Thanks to cigfrain for the linkage.

New eDigs

March 9, 2005 on 2:22 pm | In General | 2 Comments

The WordPress default theme was getting on my nerves a bit. Hope you like the new digs.

Waiting, Waiting, Waiting

March 7, 2005 on 8:56 am | In Trans | No Comments

Were it not completely crystal clear already, I’d emphasize how little love I have for waiting for SRS. At this point, the restrictions are largely financial, and, as I don’t have a UK-based job at the moment, it feels like I should be doing more to fix the situation. Unfortunately, things in the UK tend to move quite a bit slower than those in the States. In many ways, the UK seems to be the polar opposite of the States’ hire-and-fire mentality. As a fair number of folk seem to have an “I shall not be moved” attitude, my patience has had a workout.

Another one of my friends here in the UK came home from her surgery yesterday. She’s looking quite good, much better than Auntie did as a matter of fact. Before Auntie and I drove her home from the hospital, however, we had a pretty stressful day with lots of crying. I was happy to give her a lift home and such, but it seems easy to see how that might be a bit like rubbing salt in the wound.

A Small Side Effect

March 5, 2005 on 7:25 pm | In General | No Comments

I am experiencing a small side effect of having made several new friends here in the UK. The larger part of them are post-op, genetic women, or have their SRS scheduled soon. I couldn’t be happier for all of them, but, as you might guess, being the odd one out has a small side effect: a bit of envy. Actually, it’s quite a bit.
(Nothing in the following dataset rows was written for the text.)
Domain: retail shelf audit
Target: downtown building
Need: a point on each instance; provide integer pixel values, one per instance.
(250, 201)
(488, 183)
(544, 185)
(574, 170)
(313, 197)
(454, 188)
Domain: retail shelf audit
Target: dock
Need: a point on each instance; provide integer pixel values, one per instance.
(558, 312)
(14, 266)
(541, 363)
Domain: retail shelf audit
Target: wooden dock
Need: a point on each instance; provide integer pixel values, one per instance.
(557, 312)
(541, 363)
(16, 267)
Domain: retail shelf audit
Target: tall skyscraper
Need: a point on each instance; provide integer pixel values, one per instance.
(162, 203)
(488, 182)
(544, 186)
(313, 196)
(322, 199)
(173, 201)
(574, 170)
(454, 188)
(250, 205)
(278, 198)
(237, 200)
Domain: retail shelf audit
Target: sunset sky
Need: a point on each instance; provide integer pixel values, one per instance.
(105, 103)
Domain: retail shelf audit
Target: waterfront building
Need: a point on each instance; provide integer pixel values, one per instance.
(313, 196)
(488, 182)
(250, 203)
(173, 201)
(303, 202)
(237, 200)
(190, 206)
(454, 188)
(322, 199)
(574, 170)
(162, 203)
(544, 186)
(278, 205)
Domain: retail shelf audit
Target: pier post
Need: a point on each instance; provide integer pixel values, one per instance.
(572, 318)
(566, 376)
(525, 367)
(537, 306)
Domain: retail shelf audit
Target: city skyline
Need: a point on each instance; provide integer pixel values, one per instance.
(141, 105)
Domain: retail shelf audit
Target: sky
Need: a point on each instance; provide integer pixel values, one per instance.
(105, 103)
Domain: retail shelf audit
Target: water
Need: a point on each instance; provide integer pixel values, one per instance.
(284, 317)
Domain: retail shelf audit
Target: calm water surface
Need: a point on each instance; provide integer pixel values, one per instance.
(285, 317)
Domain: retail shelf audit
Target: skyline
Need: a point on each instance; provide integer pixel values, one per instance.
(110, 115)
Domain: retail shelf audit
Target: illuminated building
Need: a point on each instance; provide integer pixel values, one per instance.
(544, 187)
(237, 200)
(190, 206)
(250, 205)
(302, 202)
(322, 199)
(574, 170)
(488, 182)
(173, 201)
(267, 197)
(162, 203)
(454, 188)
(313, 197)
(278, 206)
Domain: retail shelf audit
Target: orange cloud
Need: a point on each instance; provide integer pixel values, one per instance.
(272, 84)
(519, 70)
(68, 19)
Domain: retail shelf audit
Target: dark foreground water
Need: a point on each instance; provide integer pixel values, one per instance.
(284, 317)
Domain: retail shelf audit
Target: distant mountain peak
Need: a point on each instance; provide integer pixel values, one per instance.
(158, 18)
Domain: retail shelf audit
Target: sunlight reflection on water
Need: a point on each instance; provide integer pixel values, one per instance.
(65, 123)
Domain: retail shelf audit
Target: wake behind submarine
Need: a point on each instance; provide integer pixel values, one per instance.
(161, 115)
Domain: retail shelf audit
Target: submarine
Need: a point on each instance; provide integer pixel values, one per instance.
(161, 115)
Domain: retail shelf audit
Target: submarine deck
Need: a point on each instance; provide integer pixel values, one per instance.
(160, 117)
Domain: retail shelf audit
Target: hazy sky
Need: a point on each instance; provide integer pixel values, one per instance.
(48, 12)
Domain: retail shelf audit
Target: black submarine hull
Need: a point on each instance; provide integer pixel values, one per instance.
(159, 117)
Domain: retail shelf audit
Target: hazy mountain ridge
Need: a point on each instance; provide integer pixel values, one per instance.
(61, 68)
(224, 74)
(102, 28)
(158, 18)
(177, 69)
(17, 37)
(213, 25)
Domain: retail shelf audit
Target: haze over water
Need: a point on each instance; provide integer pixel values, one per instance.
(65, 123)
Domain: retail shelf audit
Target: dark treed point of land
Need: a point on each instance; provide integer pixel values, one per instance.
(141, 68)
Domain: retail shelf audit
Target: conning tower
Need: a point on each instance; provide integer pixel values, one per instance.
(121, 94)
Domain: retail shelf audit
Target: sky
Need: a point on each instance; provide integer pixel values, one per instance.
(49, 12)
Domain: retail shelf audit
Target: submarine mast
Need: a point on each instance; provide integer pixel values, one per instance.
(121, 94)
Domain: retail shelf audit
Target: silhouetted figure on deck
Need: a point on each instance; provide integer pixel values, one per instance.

I’m trying to not dwell on it too much. It doesn’t seem to lead anywhere positive. This envy could only lead to resentment and more pain if I let it fester. Better to just acknowledge it is there, have a good cry, and try to make something positive of it.

HRT and NHS

March 4, 2005 on 10:25 pm | In Trans | No Comments

I had a bit of an odd set of experiences with my HRT today. I was running a bit low on Premarin and wasn’t going to be back home in time to get it filled at our regular surgery, so I registered as a new, temporary patient in the surgery near Bristol and made an appointment.

The doctor was nice enough, slightly better than my regular one. I gave him the medicines that I am on and he asked how much Premarin I am taking daily. After I told him my current dosage (three 1.25 mg tablets per day), a confused look crossed his face. “Oh, right, I am a pre-op MTF transexual.” After a BP check and a few more questions, he sent me on my way with scripts in paw.

All going well, happy as a clam, I head off to the pharmacy, drop off my scripts and wait for them to be filled. After a few minutes, the pharmacist calls me over and asks, “What dosage have you been on for the Premarin?” I repeated the dosage, agreed that it was a “high” dosage, and, apparently satisfied, he filled it and sent me on my way.

The really nice part of it all was that I got both my scripts on the NHS, rather than having to pay for the Premarin privately. My regular doctor wouldn’t give me the HRT “because of why I was taking it.” My Pyoor friend is of the opinion that making me pay extra for the HRT just because I am trans is illegal; I am inclined to agree and if Auntie and I were planning on staying here any time at all and I had a supply of Premarin I could depend on, I would be much more vocal in my opposition. At the moment, though, I simply plot his doom.